Gheddafi può rimanere in Libia, a patto che si chiami veramente fuori dalla scena politica. In sintesi è questa la retromarcia, per certi versi clamorosa, del ministro degli Esteri francese, Alain Juppé, sulla guerra in Libia. Ci sono voluti quattro mesi di bombardamenti, un paese ricco di petrolio spaccato in due e una fastidiosa sensazione di stallo militare, o ancora peggio pantano, in cui ci siamo infilati per far scoprire alla Grandeur l’acqua calda.
Riferendosi a Muammar Gheddafi, che la Nato non riesce a schiodare da Tripoli, il capo della diplomazia francese ha affermato in un’intervista: «Una delle ipotesi a cui si pensa è che rimanga in Libia, ma a condizione che si distanzi con chiarezza dalla vita politica». All’inizio il colonnello avrebbe dovuto finire alla sbarra per crimini di guerra, poi hanno tentato di incenerirlo con un missile, alla fine speravano in un esilio ed ora pure i francesi, che hanno dato fuoco alle polveri della crisi libica, scendono a più miti consigli. Un diplomatico che segue da vicino la faccenda sentenzia: «Siamo finalmente di fronte a una mossa di saggio realismo».
Nell'intervista al canale tv Lci il ministro degli Esteri Juppé sostiene pure che la spada di Damocle del mandato di cattura internazionale per crimini di guerra, pendente sulla testa di Gheddafi e di suo figlio Seif al Islam «al momento non viene discussa». In pratica facciamo finta di niente e cerchiamo una via d'uscita onorevole per tutti. L'obiettivo è una tregua, il più definitiva possibile, ma «il cessate il fuoco - spiega Juppé - dipenderà dalla reale e formale intenzione di Gheddafi di abbandonare il suo ruolo politico e militare».
Al colonnello, per ora, basta sopravvivere e non perdere la faccia. Non sarà facile far digerire ai ribelli una soluzione del genere, ma almeno bisogna cominciare con un negoziato diretto e concreto fra Bengasi, roccaforte della rivolta e Tripoli, dove comanda ancora Gheddafi.
Il cessate il fuoco, secondo fonti de Il Giornale, dovrà venir garantito da una forza di interposizione militare internazionale, o quantomeno da osservatori probabilmente sotto il cappello dell’Unione africana. L’Italia spinge sulla strada del negoziato Bengasi-Tripoli, cessate il fuoco e controllo internazionale.
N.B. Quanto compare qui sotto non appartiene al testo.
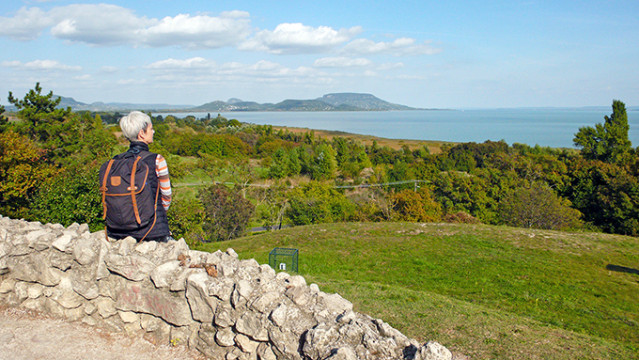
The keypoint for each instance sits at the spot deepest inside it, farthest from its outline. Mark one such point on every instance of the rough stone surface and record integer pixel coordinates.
(223, 307)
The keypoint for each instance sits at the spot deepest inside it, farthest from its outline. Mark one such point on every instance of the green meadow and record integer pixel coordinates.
(485, 292)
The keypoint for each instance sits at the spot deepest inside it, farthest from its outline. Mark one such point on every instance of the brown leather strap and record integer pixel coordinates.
(155, 212)
(104, 189)
(133, 188)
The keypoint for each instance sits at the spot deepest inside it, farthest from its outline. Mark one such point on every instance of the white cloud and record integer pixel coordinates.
(199, 31)
(100, 24)
(43, 65)
(108, 25)
(25, 25)
(297, 38)
(338, 62)
(401, 46)
(176, 64)
(109, 69)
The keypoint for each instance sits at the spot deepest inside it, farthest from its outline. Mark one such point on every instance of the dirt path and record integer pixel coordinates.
(26, 335)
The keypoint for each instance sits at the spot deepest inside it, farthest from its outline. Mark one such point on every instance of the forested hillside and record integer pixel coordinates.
(260, 176)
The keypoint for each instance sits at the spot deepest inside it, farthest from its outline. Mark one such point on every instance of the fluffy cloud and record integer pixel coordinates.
(44, 65)
(331, 62)
(106, 24)
(176, 64)
(199, 31)
(297, 38)
(25, 25)
(198, 69)
(401, 46)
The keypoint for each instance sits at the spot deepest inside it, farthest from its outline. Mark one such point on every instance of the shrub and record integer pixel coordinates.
(186, 220)
(227, 212)
(315, 203)
(538, 206)
(461, 217)
(409, 205)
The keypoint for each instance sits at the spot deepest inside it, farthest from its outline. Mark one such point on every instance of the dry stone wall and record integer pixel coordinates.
(222, 306)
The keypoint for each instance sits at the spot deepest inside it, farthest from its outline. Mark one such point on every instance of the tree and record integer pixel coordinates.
(40, 113)
(315, 203)
(22, 171)
(71, 197)
(227, 212)
(538, 206)
(414, 206)
(3, 119)
(607, 142)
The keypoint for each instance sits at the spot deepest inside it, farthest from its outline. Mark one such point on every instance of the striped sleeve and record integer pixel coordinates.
(162, 171)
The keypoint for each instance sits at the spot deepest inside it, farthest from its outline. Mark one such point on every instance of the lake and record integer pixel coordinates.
(554, 127)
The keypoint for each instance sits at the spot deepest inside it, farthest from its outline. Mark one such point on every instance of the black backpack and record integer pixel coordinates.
(127, 198)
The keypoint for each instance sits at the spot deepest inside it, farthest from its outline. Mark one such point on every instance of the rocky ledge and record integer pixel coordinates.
(222, 306)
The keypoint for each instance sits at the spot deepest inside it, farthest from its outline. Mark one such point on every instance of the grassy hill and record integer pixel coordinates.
(483, 291)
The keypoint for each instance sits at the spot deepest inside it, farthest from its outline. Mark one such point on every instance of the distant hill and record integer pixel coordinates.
(361, 101)
(101, 106)
(328, 102)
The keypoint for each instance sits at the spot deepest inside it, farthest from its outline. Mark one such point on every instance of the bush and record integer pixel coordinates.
(73, 197)
(227, 212)
(461, 217)
(315, 203)
(414, 206)
(186, 220)
(537, 206)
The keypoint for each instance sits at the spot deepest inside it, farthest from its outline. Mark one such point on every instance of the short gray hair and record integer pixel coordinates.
(132, 124)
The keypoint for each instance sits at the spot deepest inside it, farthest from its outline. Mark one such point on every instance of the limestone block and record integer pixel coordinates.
(226, 269)
(33, 304)
(301, 295)
(285, 344)
(39, 239)
(343, 353)
(434, 351)
(106, 307)
(20, 290)
(205, 342)
(145, 297)
(89, 308)
(7, 285)
(64, 294)
(225, 337)
(133, 267)
(163, 275)
(129, 317)
(4, 266)
(182, 335)
(125, 246)
(222, 288)
(202, 305)
(264, 352)
(179, 283)
(266, 301)
(251, 324)
(61, 261)
(85, 250)
(74, 314)
(225, 316)
(245, 344)
(146, 247)
(35, 268)
(62, 243)
(334, 303)
(241, 293)
(34, 291)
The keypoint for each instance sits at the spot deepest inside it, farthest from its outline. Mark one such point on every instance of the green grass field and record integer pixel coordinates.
(486, 292)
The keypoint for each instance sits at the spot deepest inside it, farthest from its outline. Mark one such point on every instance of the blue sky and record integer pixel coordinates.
(432, 54)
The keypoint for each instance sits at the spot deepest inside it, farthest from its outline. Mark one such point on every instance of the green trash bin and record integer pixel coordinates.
(283, 259)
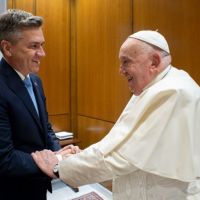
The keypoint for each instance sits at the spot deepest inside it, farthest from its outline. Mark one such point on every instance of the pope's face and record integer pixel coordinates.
(134, 65)
(26, 53)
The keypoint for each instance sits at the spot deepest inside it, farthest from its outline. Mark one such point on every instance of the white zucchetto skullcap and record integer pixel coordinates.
(153, 38)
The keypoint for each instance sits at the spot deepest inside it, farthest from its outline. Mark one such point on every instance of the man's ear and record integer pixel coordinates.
(155, 62)
(6, 48)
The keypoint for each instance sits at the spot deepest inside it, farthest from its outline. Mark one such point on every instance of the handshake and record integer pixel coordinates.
(46, 160)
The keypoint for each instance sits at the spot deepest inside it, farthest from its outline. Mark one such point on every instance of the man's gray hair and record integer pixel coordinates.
(13, 21)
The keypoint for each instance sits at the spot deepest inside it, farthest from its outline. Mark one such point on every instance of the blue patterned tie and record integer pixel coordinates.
(29, 87)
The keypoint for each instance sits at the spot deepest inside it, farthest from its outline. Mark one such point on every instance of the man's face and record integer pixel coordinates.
(26, 53)
(135, 65)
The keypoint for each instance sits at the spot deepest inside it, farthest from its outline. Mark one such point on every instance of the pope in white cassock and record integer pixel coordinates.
(153, 150)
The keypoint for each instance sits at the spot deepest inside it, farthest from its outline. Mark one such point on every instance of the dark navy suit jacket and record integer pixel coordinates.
(22, 132)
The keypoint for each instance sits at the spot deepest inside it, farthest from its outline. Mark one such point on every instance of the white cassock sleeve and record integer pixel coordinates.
(90, 166)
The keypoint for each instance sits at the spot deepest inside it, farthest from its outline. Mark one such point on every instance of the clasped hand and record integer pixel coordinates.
(46, 159)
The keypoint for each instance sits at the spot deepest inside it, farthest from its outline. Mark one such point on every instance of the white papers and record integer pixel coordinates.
(64, 135)
(63, 192)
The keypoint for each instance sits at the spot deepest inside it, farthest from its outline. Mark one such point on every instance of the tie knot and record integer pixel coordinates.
(27, 82)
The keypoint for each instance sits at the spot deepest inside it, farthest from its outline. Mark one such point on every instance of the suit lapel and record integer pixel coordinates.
(39, 101)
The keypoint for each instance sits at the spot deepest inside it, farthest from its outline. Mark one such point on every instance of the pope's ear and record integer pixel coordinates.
(6, 46)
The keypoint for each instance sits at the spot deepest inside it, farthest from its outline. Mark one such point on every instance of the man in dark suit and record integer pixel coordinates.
(24, 126)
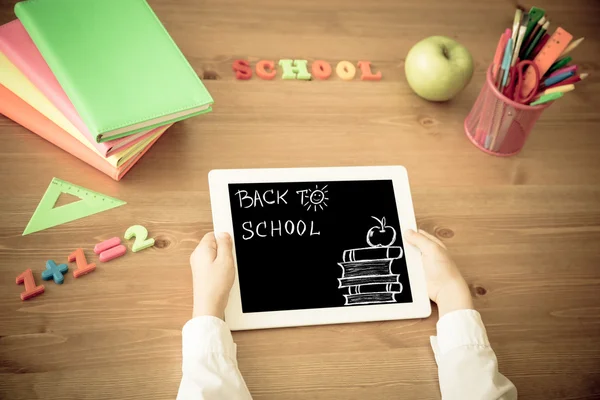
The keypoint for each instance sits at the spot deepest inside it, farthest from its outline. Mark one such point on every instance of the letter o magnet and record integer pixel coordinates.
(321, 69)
(345, 70)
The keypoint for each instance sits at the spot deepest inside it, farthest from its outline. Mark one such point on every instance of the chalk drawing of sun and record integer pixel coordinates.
(316, 198)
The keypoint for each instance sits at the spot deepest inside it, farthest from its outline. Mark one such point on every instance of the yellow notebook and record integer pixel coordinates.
(17, 82)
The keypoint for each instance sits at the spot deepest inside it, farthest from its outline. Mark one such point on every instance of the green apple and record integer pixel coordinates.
(438, 68)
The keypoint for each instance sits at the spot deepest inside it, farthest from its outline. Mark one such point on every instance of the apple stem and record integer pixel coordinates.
(445, 52)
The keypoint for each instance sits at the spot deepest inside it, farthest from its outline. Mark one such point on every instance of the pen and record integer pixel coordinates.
(562, 70)
(573, 79)
(572, 46)
(558, 78)
(559, 89)
(546, 98)
(559, 64)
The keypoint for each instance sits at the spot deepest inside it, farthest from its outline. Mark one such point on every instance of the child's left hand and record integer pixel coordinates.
(213, 274)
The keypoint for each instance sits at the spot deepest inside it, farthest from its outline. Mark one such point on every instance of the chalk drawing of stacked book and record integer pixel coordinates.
(367, 272)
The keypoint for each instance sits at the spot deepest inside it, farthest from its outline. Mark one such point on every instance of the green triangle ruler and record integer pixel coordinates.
(46, 215)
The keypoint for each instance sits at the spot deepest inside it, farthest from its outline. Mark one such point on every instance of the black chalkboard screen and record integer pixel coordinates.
(307, 245)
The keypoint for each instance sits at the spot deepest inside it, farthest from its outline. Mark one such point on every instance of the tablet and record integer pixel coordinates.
(319, 246)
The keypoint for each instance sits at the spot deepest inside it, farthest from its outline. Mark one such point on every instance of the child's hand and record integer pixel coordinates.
(213, 274)
(445, 285)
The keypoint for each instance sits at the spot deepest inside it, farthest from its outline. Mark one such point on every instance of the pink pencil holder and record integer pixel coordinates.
(496, 124)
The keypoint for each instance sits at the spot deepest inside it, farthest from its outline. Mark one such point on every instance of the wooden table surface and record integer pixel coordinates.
(524, 230)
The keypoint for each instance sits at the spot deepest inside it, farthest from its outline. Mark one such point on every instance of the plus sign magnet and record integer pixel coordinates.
(55, 272)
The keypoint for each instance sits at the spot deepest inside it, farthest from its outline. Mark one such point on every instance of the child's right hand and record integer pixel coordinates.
(445, 285)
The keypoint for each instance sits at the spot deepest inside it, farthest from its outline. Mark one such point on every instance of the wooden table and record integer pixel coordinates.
(524, 230)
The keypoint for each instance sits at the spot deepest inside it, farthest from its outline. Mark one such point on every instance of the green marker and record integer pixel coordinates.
(546, 98)
(535, 14)
(559, 64)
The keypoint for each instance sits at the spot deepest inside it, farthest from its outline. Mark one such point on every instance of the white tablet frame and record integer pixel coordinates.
(222, 221)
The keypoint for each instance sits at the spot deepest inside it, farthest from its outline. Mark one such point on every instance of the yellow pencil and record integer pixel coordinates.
(572, 46)
(559, 89)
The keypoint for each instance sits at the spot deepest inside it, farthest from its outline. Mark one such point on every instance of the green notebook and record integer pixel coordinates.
(116, 62)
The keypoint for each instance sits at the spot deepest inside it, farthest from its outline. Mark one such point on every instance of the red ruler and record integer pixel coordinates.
(557, 43)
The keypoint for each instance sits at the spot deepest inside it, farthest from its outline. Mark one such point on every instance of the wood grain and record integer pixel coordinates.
(524, 230)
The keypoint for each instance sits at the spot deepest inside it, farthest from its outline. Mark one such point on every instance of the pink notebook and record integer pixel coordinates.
(16, 44)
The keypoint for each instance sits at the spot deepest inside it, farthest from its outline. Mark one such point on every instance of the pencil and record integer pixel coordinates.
(536, 39)
(520, 37)
(516, 22)
(540, 45)
(571, 46)
(532, 36)
(561, 62)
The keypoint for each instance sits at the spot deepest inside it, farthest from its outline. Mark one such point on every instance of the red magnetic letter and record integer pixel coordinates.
(367, 75)
(321, 69)
(31, 290)
(82, 266)
(242, 69)
(261, 69)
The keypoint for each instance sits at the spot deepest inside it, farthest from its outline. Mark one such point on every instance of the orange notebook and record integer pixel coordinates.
(22, 113)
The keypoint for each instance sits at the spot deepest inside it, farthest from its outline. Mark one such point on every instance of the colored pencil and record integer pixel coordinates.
(535, 14)
(506, 64)
(539, 46)
(520, 37)
(500, 53)
(536, 39)
(532, 35)
(516, 22)
(561, 62)
(572, 46)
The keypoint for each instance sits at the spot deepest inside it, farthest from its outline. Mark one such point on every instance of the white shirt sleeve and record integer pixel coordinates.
(210, 368)
(467, 365)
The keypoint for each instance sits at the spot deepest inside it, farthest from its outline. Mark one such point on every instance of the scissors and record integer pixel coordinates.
(517, 79)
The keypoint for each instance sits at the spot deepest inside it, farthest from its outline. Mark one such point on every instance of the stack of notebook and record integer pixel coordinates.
(101, 79)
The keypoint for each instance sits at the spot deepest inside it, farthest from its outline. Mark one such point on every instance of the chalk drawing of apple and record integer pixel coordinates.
(381, 235)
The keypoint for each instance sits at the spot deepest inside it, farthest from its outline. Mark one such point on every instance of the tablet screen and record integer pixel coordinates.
(307, 245)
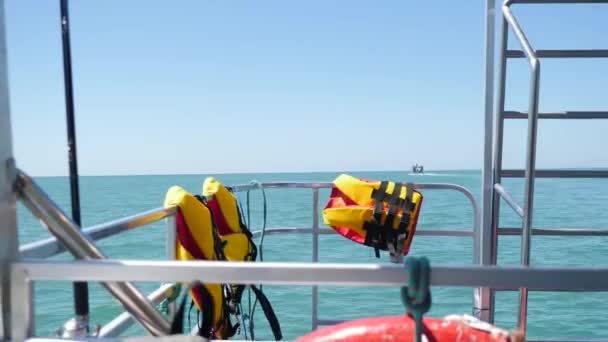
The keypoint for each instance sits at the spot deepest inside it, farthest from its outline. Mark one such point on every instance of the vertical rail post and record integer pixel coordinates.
(81, 290)
(22, 298)
(170, 249)
(526, 234)
(484, 234)
(9, 238)
(498, 151)
(315, 254)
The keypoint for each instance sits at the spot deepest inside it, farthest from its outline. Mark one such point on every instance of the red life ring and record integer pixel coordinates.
(392, 328)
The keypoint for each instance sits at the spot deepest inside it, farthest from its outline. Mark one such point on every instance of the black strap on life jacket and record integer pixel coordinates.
(269, 313)
(383, 236)
(375, 236)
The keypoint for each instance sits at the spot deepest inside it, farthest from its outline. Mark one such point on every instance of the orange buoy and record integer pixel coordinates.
(401, 328)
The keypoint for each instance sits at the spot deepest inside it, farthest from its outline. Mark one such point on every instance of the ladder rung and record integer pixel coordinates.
(573, 115)
(558, 173)
(560, 53)
(557, 231)
(559, 1)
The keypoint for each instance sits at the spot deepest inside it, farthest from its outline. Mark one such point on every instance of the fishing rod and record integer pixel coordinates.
(81, 290)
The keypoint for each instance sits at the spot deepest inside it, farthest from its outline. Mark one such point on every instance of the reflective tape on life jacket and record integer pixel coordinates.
(197, 239)
(379, 214)
(401, 328)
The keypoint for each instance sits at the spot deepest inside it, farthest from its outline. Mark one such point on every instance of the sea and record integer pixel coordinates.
(563, 203)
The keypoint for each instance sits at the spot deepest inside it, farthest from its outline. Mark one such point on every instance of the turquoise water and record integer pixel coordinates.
(559, 203)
Il rischio è che la Libia rimanga divisa in due, ma si ipotizza pure uno stato federale fra Cirenaica, Tripolitania e zona berbera.
Il vero obiettivo saranno libere elezioni e una Libia democratica, dove il colonnello potrà anche stare in disparte, ma i suoi sostenitori non si faranno certo fregare rimanendo fuori dal giro.
La Russia spinge apertamente per la fine dei bombardamenti e la via negoziale. Ieri a Mosca è stato ricevuto il ministro degli Esteri di Tripoli, Abdelati al Obeidi, che ha ribadito come «la questione della partenza di Gheddafi non faccia parte dei negoziati. Non ha intenzione di lasciare il paese».
L’esilio «sicuro», invece, gli è stato notificato dagli americani che hanno incontrato sabato scorso in Tunisia, il segretario del colonnello e uomo di fiducia Bashir Saleh.
Nel frattempo i combattimenti continuano soprattutto attorno a Brega, il terminal petrolifero strategico lungo la strada costiera da Sirte a Bengasi.